While you're at it. The rest of us could reject innovative progress and return to the colourless stone age.

Richard D. Bartlett said...

Sam, I don't know what you're talking about.

Jono, you're as precious to me as my guitar.

Dan, I appreciate your vigour, but please do not assert that I am calling anyone to arms. I do not want change but by individual effort.

Clonar, are you a robot? Your name appeals to the side of me that bought an LM358 dual channel operation amplifier yesterday for my ultrasonic rangefinder. Taking time sounds like good advice, insofar as it is advice that people your age don't tend to give people my age.

David, it seems, by your definition, that any stable job would satisfy your ambition. I'm looking for a job that satisfies my special genius, my calling, my passion. I do not want a strict boundary between work and leisure.

Mother Superior, you make my point better than I do. Working your special genius doesn't usually pay well. (...and thankyou for setting the precendent and allowing me to say the fuck word on my website.)

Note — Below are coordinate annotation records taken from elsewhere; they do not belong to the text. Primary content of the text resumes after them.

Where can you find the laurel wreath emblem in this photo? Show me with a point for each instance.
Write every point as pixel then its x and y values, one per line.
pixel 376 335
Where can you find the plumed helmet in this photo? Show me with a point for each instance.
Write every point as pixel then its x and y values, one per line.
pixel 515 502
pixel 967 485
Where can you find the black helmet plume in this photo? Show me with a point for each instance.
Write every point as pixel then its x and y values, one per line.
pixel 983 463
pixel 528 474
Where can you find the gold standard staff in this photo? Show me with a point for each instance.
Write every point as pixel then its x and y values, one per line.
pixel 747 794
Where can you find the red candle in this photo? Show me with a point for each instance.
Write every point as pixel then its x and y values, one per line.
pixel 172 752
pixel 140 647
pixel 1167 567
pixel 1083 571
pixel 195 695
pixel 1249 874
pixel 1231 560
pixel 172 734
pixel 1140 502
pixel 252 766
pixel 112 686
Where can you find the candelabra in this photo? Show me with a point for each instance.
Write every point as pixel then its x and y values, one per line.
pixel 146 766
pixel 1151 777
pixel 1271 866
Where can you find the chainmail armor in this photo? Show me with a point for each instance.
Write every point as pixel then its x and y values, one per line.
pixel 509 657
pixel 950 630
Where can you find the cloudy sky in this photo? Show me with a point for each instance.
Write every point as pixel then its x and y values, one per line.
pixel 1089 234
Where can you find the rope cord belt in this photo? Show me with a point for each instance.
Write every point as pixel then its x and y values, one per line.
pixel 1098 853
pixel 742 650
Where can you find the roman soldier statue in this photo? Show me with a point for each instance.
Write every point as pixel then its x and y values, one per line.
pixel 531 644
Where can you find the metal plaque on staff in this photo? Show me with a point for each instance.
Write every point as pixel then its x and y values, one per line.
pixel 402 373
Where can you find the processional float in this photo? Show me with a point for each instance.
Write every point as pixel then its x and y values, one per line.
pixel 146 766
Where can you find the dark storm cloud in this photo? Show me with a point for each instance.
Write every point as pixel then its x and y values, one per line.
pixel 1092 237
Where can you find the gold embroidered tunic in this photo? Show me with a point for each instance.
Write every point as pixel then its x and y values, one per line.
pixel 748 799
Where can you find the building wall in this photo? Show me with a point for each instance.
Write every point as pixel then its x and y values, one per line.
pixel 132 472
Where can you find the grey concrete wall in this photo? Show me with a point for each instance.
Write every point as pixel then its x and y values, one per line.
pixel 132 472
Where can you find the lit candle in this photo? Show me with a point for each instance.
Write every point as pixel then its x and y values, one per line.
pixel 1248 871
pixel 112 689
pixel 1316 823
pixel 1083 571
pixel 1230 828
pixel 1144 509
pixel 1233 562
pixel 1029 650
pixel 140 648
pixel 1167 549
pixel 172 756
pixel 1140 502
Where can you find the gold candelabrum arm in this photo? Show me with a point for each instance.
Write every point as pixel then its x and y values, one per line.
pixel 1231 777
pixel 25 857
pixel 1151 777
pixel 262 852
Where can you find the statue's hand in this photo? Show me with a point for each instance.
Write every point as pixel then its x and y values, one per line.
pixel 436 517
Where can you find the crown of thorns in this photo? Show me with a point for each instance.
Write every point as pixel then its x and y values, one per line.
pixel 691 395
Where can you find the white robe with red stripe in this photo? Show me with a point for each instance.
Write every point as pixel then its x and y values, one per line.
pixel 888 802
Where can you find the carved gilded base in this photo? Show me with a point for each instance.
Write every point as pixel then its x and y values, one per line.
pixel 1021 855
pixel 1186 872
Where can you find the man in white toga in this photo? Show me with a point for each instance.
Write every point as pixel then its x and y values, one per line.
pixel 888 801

Amber, you have a pretty name. Beyond that, I have little interest in labels. Agnostic. Anarchist. Socialist. Middle class. Doesn't mean a lot to me. My father is a cobbler. Doesn't that make me working class? I have thought about those below the poverty line. Mohammad Yunus has proven that capitalism can save them. Interestingly, it is not super-sized cubicle-farm capitalsim that does the trick, but micro-loans funding self-employed women. And incidentally, I do believe that self-reliance is a good way to be a 'man', exactly like have a baby is a good way to be a 'woman'. I'm afraid I don't get you.

Anonymous said...

I really like David's attitude. He speaks from experience. It's very easy to develop all sorts of theories when you're young, and a student who doesn't need to work. But then you finish your degree and reality kicks in. I'd be interested to see how Richard thinks about all of this in 5 years' time, or 10 years'.

Above all, I don't think it matters what you do, as long as you do it with the right attitude. Everyday I see a guy who walks down the road sweeping and picking up rubbish. What a crap job. I'd rather chew my own foot off than have to do that. But he does it, every day, week in, week out. And he still has a smile for the pedestrians who walk by, and is still polite to people when he gets in their way.

Now I really respect that. He probably wishes he had a better job, make more money, use his special genius, not be bound by a 40 hour work-week imposed by his boss (local council). But in the meantime, he carries out a crappy, but important job. And does it well.

Attitude is the key.

Who knows what God has in store for you, Richard?

Just remember that whatever job you end up with, you're there for a purpose.

Anonymous said...

I'm a bit hesitant to post on such a high quality thread, but... In the West it tends to be possible to opt out of "the system" (for want of a better term) if you really want it and, most importantly of all, are willing to take a risk. You can be a painter on the edge, following your muse, or you can be a lawyer or plumber. Your call. For me, that's the ticket that makes the West's system worthwhile: the option to live in security. Sure, some people have more of a safety net than others, and I am very aware that I am speaking from a comfortable middle-class background. But security is something that we tend to sneer at: what is the safe life over the life of risk and infinite reward, after all? Well, I'm sure the farmer in a developing country living picturesquely on the breadline waiting for the next drought or war, tilling his land by oxen, would rather choose stability and a quiet life that potters along without major events. The difference between him and the majority of us is that we have the option. I'd be reluctant to criticise people who take either choice, and reluctant also to criticise our system for giving (many of) us that choice.